Ces derniers ont d'abord vu cette semaine se rapprocher dangereusement l'une de leurs pires craintes: celle de l'inversion de la courbe des rendements obligataires américains.

Le basculement des rendements des emprunts à court terme au-dessus de ceux des obligations à long terme, à l'inverse du principe selon lequel les échéances plus longues se paient par un rendement plus élevé, est en effet considéré comme un signal avant-coureur de récession.

L'inversion ne concerne pour l'instant que certaines parties de la courbe des rendements des "Treasuries", comme la fourchette de deux à cinq ans, mais les investisseurs surveillent avec anxiété l'évolution de l'écart de rendement entre les titres à deux ans et à dix ans, considéré par certains comme le plus important.

Ce "spread", qui dépassait 50 points de base il y a un an, est tombé cette semaine sous 12 points de base, pénalisé par les interrogations croissantes sur le rythme de la remontée des taux d'intérêt de la Réserve fédérale.

En effet, une partie des investisseurs n'excluent plus désormais que la Fed soit amenée à interrompre le relèvement de son principal taux d'intérêt l'an prochain, voire qu'elle soit amenée à l'abaisser face à un ralentissement de l'économie. Un flou qui complique un peu plus encore le décodage de la courbe des taux.

"L'élément rassurant, c'est que le meilleur indicateur de récession n'est pas la courbe dix ans-deux ans mais celle du dix ans-trois mois", estime Olivier Raingeard, directeur des investissements de Neuflize OBC. "Et on voit qu'on a un peu de marge: on est plutôt sur un spread de 60 à 70 points."

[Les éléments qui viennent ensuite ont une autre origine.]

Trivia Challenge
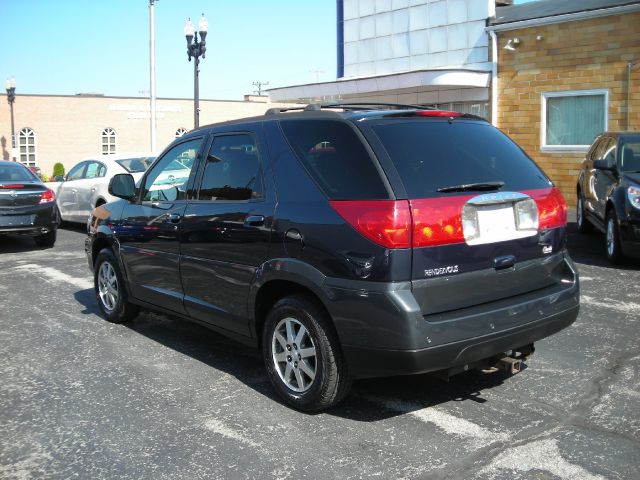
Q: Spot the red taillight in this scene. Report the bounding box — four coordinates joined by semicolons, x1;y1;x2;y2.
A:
416;110;463;117
330;200;411;248
409;195;473;248
40;190;56;203
522;187;567;230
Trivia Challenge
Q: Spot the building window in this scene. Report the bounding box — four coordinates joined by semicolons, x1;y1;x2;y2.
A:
102;128;116;155
540;90;609;150
18;127;36;167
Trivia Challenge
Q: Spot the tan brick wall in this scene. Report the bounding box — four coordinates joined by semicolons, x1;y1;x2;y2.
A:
0;94;296;175
498;13;640;206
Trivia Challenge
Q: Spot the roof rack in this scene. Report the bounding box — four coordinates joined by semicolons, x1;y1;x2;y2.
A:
265;102;437;115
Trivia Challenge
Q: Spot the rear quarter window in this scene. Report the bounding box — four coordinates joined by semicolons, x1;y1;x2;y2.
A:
280;120;389;200
373;119;550;198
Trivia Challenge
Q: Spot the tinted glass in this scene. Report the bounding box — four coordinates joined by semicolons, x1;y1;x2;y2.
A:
281;120;389;200
67;162;87;180
620;135;640;172
142;138;202;202
198;135;262;200
84;162;102;178
116;157;156;173
373;119;549;198
0;165;35;182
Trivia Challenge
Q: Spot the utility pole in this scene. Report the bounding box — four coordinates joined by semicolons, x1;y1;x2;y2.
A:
149;0;156;152
309;70;324;83
253;82;269;96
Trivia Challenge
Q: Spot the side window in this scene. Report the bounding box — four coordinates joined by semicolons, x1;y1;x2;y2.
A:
67;162;87;181
591;137;608;160
280;120;389;200
83;162;101;178
198;134;262;200
603;138;618;167
142;138;202;202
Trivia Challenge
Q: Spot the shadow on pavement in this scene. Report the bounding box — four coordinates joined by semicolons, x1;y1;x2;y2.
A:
567;222;640;270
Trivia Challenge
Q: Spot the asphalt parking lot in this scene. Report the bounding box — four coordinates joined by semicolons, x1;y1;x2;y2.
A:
0;225;640;479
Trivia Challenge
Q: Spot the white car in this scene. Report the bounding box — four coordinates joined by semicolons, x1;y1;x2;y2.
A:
54;153;155;223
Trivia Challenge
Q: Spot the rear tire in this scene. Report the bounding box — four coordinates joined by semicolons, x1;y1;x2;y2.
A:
605;208;624;264
93;248;140;323
262;295;352;412
33;229;58;248
576;192;593;233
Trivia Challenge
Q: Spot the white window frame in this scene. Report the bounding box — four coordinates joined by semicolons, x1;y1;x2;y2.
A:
18;127;38;167
540;88;609;153
100;127;118;155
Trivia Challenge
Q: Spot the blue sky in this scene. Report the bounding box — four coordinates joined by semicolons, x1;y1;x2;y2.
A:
0;0;336;100
0;0;530;100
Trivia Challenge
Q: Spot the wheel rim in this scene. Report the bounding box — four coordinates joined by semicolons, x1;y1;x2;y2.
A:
576;197;582;227
607;218;616;257
271;317;317;393
98;262;119;312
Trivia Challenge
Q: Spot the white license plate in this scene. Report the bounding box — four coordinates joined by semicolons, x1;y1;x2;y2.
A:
477;204;516;243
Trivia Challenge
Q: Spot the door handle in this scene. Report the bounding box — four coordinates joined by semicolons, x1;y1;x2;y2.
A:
244;215;264;227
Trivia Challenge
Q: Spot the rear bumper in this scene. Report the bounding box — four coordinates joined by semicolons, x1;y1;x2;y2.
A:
0;202;59;235
325;252;580;378
343;305;579;378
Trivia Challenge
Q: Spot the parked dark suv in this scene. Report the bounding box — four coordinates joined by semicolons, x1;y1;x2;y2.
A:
576;132;640;263
86;105;579;411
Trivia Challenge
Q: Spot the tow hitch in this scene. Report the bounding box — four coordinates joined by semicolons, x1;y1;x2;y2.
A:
481;343;536;375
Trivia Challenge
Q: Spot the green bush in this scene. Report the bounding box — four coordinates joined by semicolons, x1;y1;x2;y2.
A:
51;162;64;179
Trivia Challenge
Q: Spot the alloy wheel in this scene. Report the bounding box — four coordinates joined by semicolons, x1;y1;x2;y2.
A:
271;317;318;393
98;262;119;312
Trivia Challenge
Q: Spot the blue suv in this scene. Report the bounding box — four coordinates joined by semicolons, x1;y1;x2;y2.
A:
86;104;579;411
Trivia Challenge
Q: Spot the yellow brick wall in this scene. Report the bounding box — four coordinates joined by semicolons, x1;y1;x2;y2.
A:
498;13;640;206
0;94;296;175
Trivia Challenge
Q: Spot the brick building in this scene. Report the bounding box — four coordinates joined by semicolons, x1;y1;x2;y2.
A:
487;0;640;205
0;94;286;175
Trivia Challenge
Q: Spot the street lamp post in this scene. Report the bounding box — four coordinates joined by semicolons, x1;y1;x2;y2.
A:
4;78;16;162
184;13;209;128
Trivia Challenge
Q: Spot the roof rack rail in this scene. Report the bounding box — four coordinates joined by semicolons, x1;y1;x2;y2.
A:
321;102;437;110
265;102;437;115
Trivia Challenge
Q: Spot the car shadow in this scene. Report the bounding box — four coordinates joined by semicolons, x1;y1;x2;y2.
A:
0;235;48;253
74;289;510;422
567;222;640;270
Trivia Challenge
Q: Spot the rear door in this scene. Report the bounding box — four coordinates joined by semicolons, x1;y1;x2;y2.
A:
75;161;107;218
117;137;204;313
57;162;89;221
180;124;275;335
359;118;566;315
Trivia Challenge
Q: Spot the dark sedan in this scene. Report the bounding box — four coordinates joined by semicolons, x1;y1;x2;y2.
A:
0;160;59;247
576;132;640;263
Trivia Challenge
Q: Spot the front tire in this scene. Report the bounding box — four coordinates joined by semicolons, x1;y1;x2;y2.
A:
93;248;140;323
33;228;58;248
605;209;624;264
262;295;352;412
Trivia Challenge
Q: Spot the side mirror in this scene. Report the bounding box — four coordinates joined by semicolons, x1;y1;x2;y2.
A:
593;159;614;172
109;173;136;200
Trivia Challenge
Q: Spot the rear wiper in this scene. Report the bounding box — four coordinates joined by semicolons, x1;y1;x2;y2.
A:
436;182;504;193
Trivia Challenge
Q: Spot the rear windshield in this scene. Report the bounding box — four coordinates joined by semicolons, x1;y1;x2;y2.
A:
116;157;156;173
0;165;36;182
281;120;389;200
620;135;640;172
373;119;549;198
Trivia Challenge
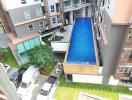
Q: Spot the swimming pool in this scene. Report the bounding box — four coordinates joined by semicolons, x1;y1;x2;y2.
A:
66;18;96;65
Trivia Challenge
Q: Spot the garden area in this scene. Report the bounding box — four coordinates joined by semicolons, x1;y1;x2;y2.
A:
0;48;19;68
55;78;132;100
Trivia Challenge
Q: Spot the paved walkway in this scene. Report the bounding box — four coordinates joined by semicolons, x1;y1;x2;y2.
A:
31;75;47;100
0;31;9;48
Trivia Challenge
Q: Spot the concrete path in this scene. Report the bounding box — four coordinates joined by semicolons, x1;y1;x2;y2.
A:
31;75;47;100
0;31;9;48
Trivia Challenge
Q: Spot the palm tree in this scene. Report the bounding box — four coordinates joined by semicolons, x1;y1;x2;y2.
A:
0;48;8;62
28;45;55;70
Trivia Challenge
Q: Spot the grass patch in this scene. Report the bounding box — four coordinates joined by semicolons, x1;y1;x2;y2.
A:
3;48;19;68
55;78;132;100
42;35;51;45
21;63;30;69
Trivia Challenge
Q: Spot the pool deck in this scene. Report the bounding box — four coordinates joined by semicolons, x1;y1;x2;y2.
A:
63;18;99;75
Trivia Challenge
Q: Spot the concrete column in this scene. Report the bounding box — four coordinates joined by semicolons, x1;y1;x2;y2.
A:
0;63;21;100
70;11;73;24
82;8;86;17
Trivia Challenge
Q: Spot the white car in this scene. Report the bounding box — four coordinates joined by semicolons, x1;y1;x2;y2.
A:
37;76;57;100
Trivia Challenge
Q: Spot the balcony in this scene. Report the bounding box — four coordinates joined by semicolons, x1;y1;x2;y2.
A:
99;23;108;45
124;39;132;49
119;58;132;66
64;3;91;12
116;72;129;80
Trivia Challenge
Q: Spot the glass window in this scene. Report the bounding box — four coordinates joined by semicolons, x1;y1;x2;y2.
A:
39;21;44;27
29;39;35;49
28;24;34;31
34;37;40;45
50;5;55;12
34;0;39;2
16;43;26;53
36;7;43;16
24;10;32;19
73;0;79;4
52;17;56;23
24;41;31;50
21;0;27;4
57;15;61;23
64;0;70;7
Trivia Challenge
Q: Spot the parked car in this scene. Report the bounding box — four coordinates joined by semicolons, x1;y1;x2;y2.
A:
37;76;57;100
10;68;26;88
17;65;40;99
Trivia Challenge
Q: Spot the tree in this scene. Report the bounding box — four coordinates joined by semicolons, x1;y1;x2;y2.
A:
0;48;8;62
28;45;55;69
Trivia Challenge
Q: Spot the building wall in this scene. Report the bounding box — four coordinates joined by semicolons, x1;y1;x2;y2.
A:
2;0;41;11
8;4;44;24
104;0;116;17
103;25;127;83
15;20;45;38
112;0;132;24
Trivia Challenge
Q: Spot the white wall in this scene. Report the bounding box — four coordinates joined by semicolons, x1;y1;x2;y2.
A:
109;76;119;85
2;0;41;10
51;42;68;52
104;0;116;17
72;74;103;84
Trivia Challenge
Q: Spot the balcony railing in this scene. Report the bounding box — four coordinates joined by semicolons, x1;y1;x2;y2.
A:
116;72;129;80
64;3;90;11
119;58;132;65
125;39;132;49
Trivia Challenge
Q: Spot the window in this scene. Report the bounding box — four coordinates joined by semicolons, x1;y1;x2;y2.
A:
28;24;34;31
39;21;44;27
52;17;56;23
57;15;61;23
85;6;88;16
16;43;25;53
36;8;43;16
64;0;70;7
24;10;32;19
73;0;79;4
34;0;39;2
21;0;27;4
56;3;60;12
50;5;55;12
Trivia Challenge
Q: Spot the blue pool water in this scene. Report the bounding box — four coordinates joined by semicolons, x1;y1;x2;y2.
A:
67;18;96;65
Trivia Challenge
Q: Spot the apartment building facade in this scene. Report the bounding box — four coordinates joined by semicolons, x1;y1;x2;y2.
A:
1;0;92;65
95;0;132;84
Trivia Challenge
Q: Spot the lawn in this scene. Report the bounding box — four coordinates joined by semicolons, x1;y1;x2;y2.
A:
4;48;19;68
55;78;132;100
42;35;51;45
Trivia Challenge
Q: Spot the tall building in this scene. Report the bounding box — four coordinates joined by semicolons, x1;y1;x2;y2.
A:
1;0;92;64
95;0;132;84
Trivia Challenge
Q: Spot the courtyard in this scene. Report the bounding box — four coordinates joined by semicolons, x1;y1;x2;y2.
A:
54;78;132;100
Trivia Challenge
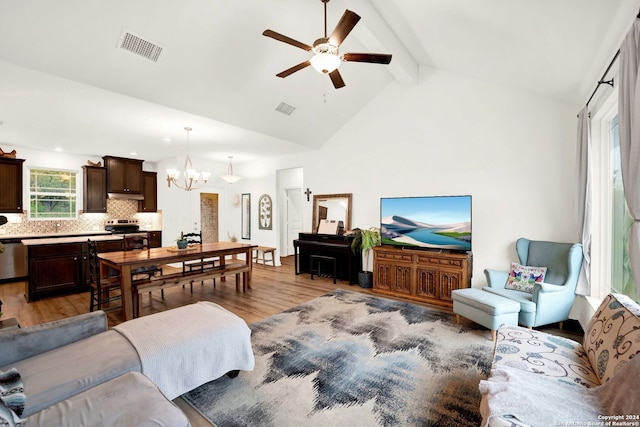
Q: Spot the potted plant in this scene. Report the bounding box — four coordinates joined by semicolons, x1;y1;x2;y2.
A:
350;227;381;288
176;232;189;249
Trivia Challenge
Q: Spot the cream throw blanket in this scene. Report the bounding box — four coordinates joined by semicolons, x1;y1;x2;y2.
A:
113;301;255;400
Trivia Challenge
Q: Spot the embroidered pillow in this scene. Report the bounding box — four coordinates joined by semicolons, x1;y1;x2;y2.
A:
504;262;547;294
0;368;26;427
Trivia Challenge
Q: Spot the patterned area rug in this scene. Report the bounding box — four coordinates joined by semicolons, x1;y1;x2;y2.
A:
182;289;493;427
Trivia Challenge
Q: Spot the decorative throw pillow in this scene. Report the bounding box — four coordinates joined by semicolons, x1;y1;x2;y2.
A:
582;294;640;384
0;368;26;427
504;262;547;294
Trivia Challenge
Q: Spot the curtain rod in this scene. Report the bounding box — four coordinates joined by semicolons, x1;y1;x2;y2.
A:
586;50;620;105
585;11;640;113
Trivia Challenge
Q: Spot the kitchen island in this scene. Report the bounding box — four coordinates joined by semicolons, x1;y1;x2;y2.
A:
22;233;122;302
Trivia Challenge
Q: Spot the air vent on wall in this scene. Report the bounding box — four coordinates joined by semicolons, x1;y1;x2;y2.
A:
118;29;163;62
276;102;296;116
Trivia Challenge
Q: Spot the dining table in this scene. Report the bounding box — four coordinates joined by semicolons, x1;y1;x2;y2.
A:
98;242;257;320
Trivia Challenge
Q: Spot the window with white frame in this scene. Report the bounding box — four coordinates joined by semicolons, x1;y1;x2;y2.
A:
608;114;637;300
591;92;638;301
29;168;78;219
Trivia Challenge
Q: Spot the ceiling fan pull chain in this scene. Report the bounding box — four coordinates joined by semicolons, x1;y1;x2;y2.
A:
322;0;329;39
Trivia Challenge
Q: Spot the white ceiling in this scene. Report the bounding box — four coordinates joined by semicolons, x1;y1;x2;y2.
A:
0;0;638;161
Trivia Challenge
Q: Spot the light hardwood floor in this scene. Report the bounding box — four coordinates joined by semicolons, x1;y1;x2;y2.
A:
0;257;580;427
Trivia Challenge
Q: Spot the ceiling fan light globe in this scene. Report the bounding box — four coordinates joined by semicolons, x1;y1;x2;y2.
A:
309;52;341;74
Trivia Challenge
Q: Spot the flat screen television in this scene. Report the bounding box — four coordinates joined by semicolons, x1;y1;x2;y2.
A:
380;196;471;251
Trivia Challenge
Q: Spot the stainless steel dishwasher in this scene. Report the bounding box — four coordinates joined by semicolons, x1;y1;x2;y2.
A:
0;239;29;283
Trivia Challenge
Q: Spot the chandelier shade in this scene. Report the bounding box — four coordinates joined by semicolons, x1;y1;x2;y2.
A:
167;127;211;191
220;156;242;184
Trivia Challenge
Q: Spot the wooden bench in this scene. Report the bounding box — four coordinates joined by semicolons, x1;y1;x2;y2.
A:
253;246;276;267
132;263;251;317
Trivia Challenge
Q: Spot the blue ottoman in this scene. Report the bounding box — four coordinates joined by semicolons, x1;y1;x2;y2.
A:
451;288;520;341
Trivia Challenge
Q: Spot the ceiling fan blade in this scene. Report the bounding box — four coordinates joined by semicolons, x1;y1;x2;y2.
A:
329;10;360;46
262;30;311;51
341;53;391;64
329;68;345;89
276;61;311;79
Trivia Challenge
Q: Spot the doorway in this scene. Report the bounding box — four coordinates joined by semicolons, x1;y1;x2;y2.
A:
283;188;302;256
200;193;219;243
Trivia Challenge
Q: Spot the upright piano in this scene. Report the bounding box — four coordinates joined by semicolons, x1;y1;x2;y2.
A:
293;233;362;285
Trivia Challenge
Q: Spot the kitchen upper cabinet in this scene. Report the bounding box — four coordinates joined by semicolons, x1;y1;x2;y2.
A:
82;166;107;213
102;156;144;196
0;157;24;213
138;172;158;212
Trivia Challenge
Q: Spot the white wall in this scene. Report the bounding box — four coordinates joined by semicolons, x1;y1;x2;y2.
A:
12;70;577;286
229;70;577;286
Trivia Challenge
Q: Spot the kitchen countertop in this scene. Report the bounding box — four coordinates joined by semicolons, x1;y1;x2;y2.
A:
0;230;111;242
22;233;123;246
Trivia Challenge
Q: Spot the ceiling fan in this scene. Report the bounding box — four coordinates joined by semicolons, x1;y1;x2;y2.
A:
262;0;391;89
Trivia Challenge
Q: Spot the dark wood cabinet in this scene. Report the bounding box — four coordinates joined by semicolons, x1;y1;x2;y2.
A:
138;171;158;212
373;246;473;308
27;243;84;301
26;237;122;301
147;231;162;248
102;156;143;195
0;157;24;213
82;166;107;213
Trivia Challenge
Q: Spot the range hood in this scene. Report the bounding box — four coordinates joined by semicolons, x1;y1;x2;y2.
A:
107;193;144;200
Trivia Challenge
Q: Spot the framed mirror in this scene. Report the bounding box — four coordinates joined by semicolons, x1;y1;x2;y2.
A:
242;193;251;240
313;193;351;234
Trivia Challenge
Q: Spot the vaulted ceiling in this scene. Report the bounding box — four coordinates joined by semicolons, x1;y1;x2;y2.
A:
0;0;638;161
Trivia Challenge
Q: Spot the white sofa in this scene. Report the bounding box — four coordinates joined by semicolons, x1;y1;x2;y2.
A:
480;294;640;427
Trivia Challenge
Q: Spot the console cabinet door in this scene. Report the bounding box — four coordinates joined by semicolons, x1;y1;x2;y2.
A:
0;157;24;213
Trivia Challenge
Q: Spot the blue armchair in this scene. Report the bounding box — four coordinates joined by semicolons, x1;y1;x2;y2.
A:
482;238;582;328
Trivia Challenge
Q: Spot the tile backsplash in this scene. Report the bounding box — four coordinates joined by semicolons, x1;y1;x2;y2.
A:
0;199;162;236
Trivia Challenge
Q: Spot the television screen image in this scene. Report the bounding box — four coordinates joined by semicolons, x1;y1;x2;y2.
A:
380;196;471;251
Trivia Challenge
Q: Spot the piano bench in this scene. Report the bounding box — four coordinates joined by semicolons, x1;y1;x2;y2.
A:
253;246;276;267
309;255;336;285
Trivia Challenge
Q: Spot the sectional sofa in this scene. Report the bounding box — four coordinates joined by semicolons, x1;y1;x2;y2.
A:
480;294;640;427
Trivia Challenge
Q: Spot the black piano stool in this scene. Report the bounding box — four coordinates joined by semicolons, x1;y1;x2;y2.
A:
309;255;337;285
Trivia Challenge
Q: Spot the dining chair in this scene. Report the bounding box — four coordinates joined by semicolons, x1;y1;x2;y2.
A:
87;239;122;311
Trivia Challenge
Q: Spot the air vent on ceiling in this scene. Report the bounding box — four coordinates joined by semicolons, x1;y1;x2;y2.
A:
118;29;163;62
276;102;296;116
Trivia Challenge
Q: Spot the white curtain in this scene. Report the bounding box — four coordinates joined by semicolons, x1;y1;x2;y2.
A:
618;19;640;295
573;106;591;295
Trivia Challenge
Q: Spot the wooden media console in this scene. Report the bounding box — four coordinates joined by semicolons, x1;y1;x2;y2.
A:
372;245;473;309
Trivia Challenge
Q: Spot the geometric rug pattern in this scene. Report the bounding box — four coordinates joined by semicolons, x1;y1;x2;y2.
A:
182;289;493;427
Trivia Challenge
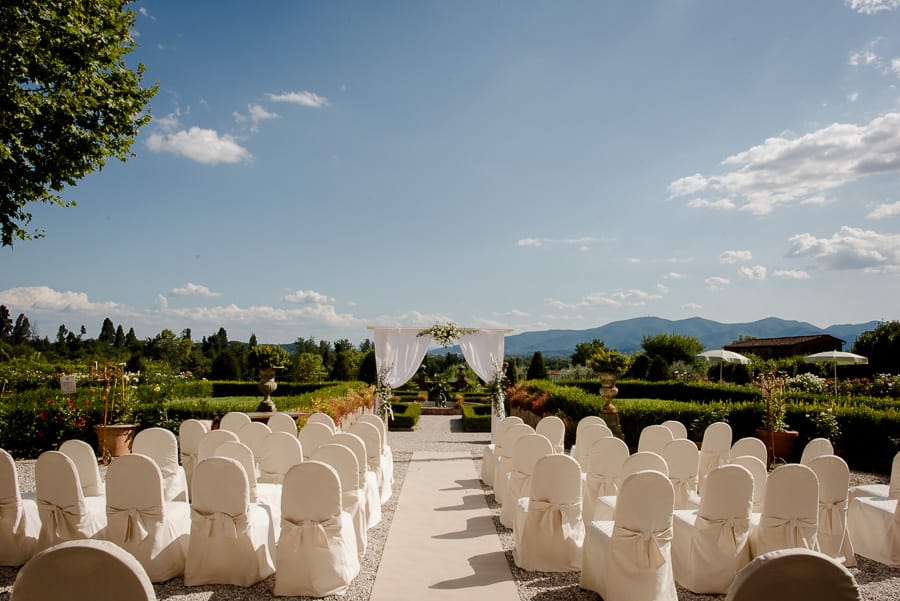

"L'élément beaucoup moins rassurant, ajoute-t-il cependant, c'est que l'ajustement de la courbe dix ans-trois mois peut être extrêmement violent. En 2000, la courbe s'était inversée en quelques semaines, de manière ultra-rapide; et même chose en 2006-2007: alors qu'on était autour de 50 points en juin 2006, en octobre-novembre, on était à -50 points."

A la fébrilité autour de la courbe des rendements s'est ajouté ces derniers jours un regain inattendu de tension sur le commerce, avec à la clé des plus bas de deux ans jeudi pour les marchés boursiers européens, qui ont porté au-delà de 10% leur repli sur 2018 avant d'amorcer un rebond vendredi.

Alors que la trêve conclue à Buenos Aires le 1er décembre par le président américain, Donald Trump, et le chinois Xi Jinping était censée donner trois mois de répit aux deux camps pour négocier un accord durable, l'arrestation de la directrice financière du très stratégique groupe chinois Huawei menace de faire capoter ce scénario.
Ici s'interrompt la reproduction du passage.